Yes, the same goes for me. My wife is quite younger and never been a problem.


----------



## M.Prejean (Apr 4, 2012)

You sure you're not just bragging?


----------



## RedTemplar (Apr 4, 2012)

To properly answer this question, one should first ask himself if his greatest need in a woman is passion or patience.


----------



## dreamer (Apr 5, 2012)

M.Prejean said:


> You sure you're not just bragging?


 
No Brother, not bragging. Just trying to help out.:26:


----------



## ernestchapman (Apr 5, 2012)

My dad was 12 years older than my mom and now ..... I exist


----------



## Bill Hosler (Apr 5, 2012)

Go for it. Age is just a number. My girlfriend is 13 years younger than me and I never been happier


----------



## jwhoff (Apr 6, 2012)

Have you noticed that they talk much faster in that generation?:47:

My burning question, beyond bragging and patience, is ... how did you get her attention? :001_unsure:

 I was unsure that generation communicated past _i_phones and _i_pads.  And, I was never sure those two instruments were at all compatible.  :36:

Still I applaud your success. :thumbup:

Ah ... just one more thing.  *THE MUSIC?  *:38:​


----------



## Mlugo1247 (Apr 6, 2012)

Thanks brothers for your responses I greatly appreciate it. It is good to see that I am not the only who has been in the same situation.

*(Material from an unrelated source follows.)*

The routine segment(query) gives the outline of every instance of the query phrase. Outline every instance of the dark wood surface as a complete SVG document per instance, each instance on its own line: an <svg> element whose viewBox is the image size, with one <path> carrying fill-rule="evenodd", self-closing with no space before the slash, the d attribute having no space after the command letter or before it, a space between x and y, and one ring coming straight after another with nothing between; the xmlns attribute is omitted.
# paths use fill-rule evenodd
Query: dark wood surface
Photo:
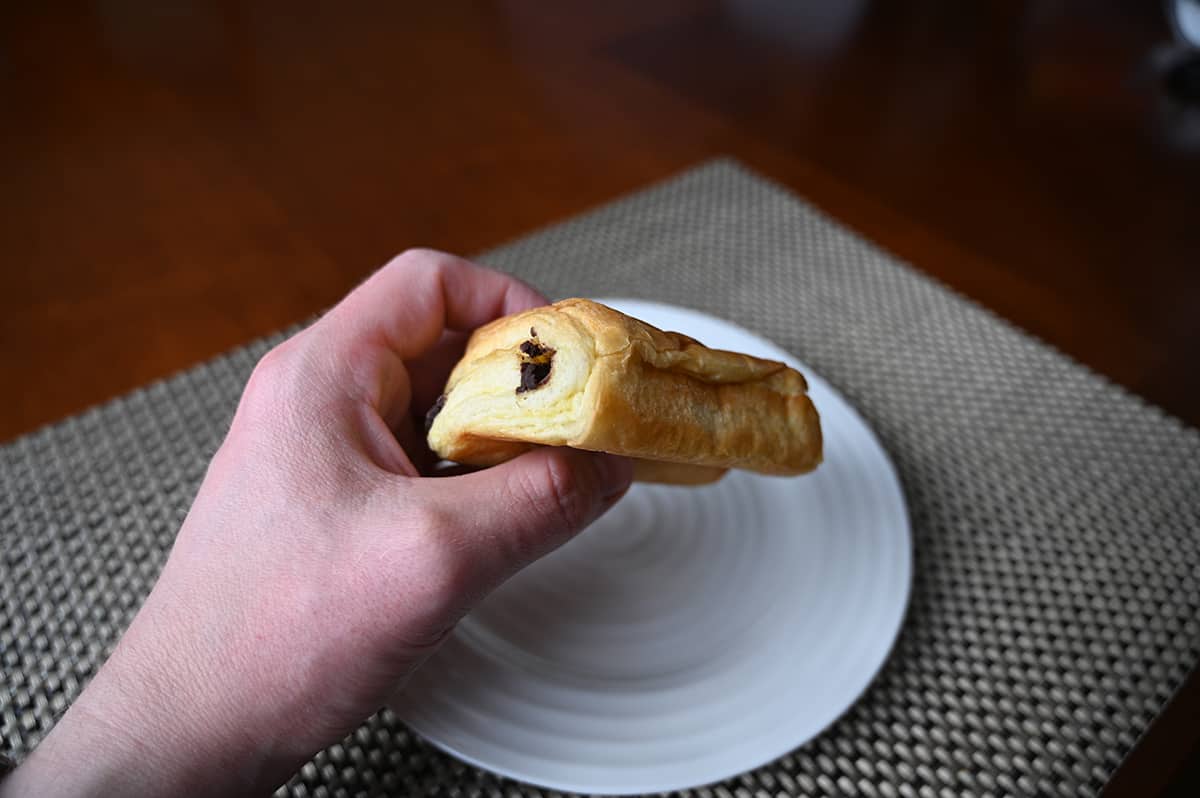
<svg viewBox="0 0 1200 798"><path fill-rule="evenodd" d="M716 155L1200 423L1158 3L347 5L0 9L0 440ZM1195 682L1111 794L1200 792Z"/></svg>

She is a beautiful women, and she is also very charming! We enjoy our time together, and really respect each other. My intentions with her are true, and no I am not bragging! It was in all honesty a legitimate question that was weighing heavy on my mind. She is one the most down to earth people that I have met, and I have never met anyone so sweet.


----------



## Mlugo1247 (Apr 6, 2012)

jwhoff said:


> Have you noticed that they talk much faster in that generation?:47:
> No I have not noticed that they talk much faster, and she carries a conversation very well.
> 
> My burning question, beyond bragging and patience, is ... how did you get her attention? :001_unsure:
> ...


k


----------



## jwhoff (Apr 8, 2012)

Mlugo1247 said:


> Thanks brothers for your responses I greatly appreciate it. It is good to see that I am not the only who has been in the same situation. She is a beautiful women, and she is also very charming! We enjoy our time together, and really respect each other. My intentions with her are true, and no I am not bragging! It was in all honesty a legitimate question that was weighing heavy on my mind. She is one the most down to earth people that I have met, and I have never met anyone so sweet.


 
True connection is no respecter of age.  After all, age is just a moment in time.

Jimmy Buffett once said, with great insight, "You pick the century and I'll pick the spot."

:8:


----------



## Chalms (Apr 8, 2012)

Ok, do I will take up an opposing view...

At 32 I had very little in common with myself at 20. Now, at nearly 37 I can fellowship with someone that is 25... Have a relationship with depth enough to form the foundation for a lifetime? I'm not sure. 

In the end, only you and God know your heart, so you will be the one to make the call. 

One word of caution: it is generally very easy to impress a 20 year old when you are 32. There is just so much learned and experienced in that 3rd decade of life...


----------



## Nate Riley (Apr 9, 2012)

I don't think its a problem, I have known several couples with considerable age difference who worked out fine. However, I would just throw out that my concern would be with what I was setting myself up for when she was 30 and I was 42.  I think the span (in her age) from 25 to around 40 might have some challenges. At this point you are close enough to your 20s that you can relate.  At 35 now, I would certainly not want a serious relationship with a women younger than 25.


----------



## Brent Heilman (Apr 10, 2012)

Age is just a number. I see nothing wrong with it. I really don't any absolutes should be placed on a relationship anyway. Once people are involved nothing will ever go according to plan. You always hear that short courtships lead to short marriages also. I know one couple who dated for 6 years before they tied the knot. I think their marriage lasted about 3 years. Then on the other hand I knew one couple that dated 24 hours and then got married. They are still married after 3 kids and 20 years. You just never really know what might happen and I think age will not play a big part of it unless you are like that Courtney Stodden chick and be separated in age by a few decades.


----------